STL Premier
- Sport: Sepak takraw
- Founded: 15 June 2016; 10 years ago
- No. of teams: 12 (2025)
- Country: Malaysia
- Most recent champion: Kuala Lumpur Thunder (2nd title) (2024)
- Most titles: Penang Black Panthers (3 titles)
- Level on pyramid: 1
- Relegation to: STL Division 1
- 2025 STL Premier

= STL Premier =

Malaysian professional sports league

The STL Premier or Sepak Takraw League Premier, is the top level of the Sepak Takraw League, the Malaysian men's professional league for sepak takraw, a sport native to Southeast Asia. Contested by 10 clubs, it operates on a system of promotion and relegation with the Sepak Takraw League. Originally founded in 2014 as a single league season, the league system underwent another major revamp by introducing a promotion and relegation system after 2015 season. The new format was well-received, with the viewership of STL hitting a new record of 5.6 million viewers in the 2016 season, improving from 4.8 million viewers a year earlier. All competitions under the league use the official International Sepaktakraw Federation (ISTAF) rules and regulation.

== History ==

=== Origins ===
Malaysian sepak takraw was on the decline due to a talent pool shortage in the 2010s, with only 29 players available for national team selection at one point. A professional sepak takraw league was mooted in 2013 after Astro and UFA Sports Asia launched Singapore-based Asia Sports Ventures to undertake the development and global commercialisation of sepak takraw. Numerous discussions were held involving stakeholders to form a league similar to the Takraw Thailand League (TTL), which has been running since 2002. STL was officially launched by then Malaysian Minister of Youth and Sports Khairy Jamaluddin and STAM president Ahmad Ismail in Putrajaya on 7 November 2014.

=== Foundation year ===
In its first season, 128 teams from seven zones in Peninsular Malaysia such as Perak participated in preliminary rounds to qualify for the main competition. The best 16 teams were drawn into four groups, with the top two teams of each group progressing to the knockout stage. Hanelang A were the inaugural STL champions after beating PDRM D in the Grand Final on 18 January 2015 and took home a grand prize of RM20,000.

=== Professional era ===
The competition immediately entered its professional era the following season as teams were consolidated and narrowed down to eight teams. After the 2015 season, in which ATM became its first professional-era champions, it underwent another major revamp by introducing a promotion and relegation system. The new format was well-received, with the viewership of STL hitting a new record of 5.6 million viewers in the 2016 season, improving from 4.8 million viewers a year earlier. STL Champions Cup was created the following year to promote the league outside Malaysia.

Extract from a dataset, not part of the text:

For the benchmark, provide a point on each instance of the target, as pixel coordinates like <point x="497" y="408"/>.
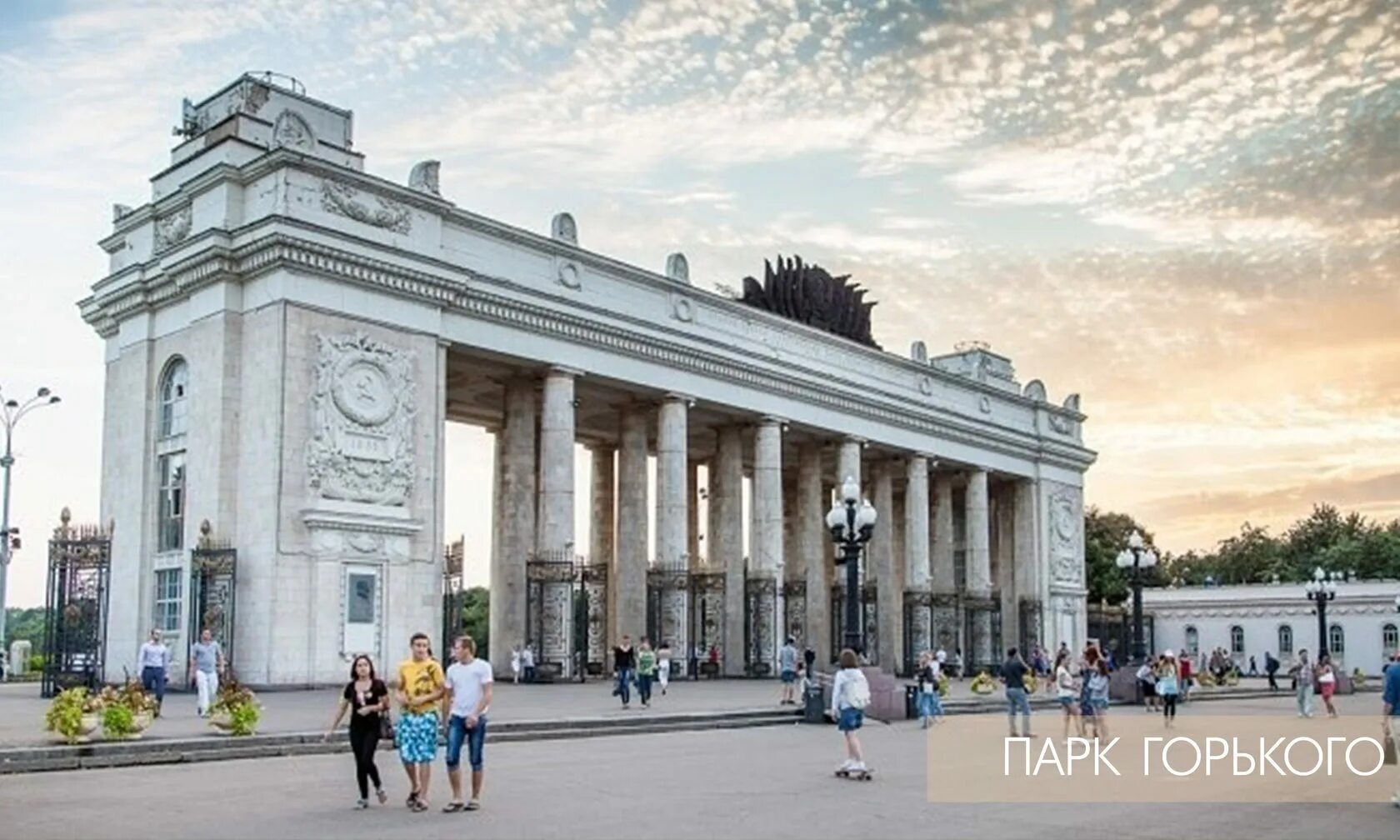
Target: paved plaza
<point x="753" y="782"/>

In 2018, STL played a huge role in helping Malaysia win a gold medal in sepak takraw at the Asian Games for the first time in 24 years, as the five players involved were from the league: Farhan Adam, Zulkifli Abdul Razak, Syahir Rosdi, Azlan Alias and Norhafizi Abdul Razak.

In 2019, the league was officially broadcast outside of Malaysia for the first time when Indonesian broadcaster TVRI covered STL Champions Cup.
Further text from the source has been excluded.